Questions About Man and the Natural World
In Tablet 1, what are the main differences between Enkidu's way of life in the wilderness and the way of life of an ordinary human being? What do the poem's choices about which details to highlight say about its view of human life in general?
Which world does the poem portray as better: the natural world or the human world? What are the main advantages and disadvantages of the human world over the natural world?
Are the gods in the poem part of the natural world, or do they control it? If the gods control the natural world, is it possible for humans to fight against nature without fighting against the gods?
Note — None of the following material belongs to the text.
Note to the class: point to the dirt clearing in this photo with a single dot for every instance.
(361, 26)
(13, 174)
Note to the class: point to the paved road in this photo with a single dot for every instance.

When Gilgamesh arrives on the underside of the world, where Utanapishtim and his wife live, he finds that the trees bear precious stones instead of fruit. This kind of makes sense in a realm where nothing dies. But what about the flipside of that? Does this mean that nature only exists where things can die?
Chew on This
The poem portrays the human world as better than the natural world because it brings comfort, while the natural world is full of suffering.
The Epic of Gilgamesh is a celebration of the Sumerian people's achievements over nature, and an admission of what they cannot overcome in nature.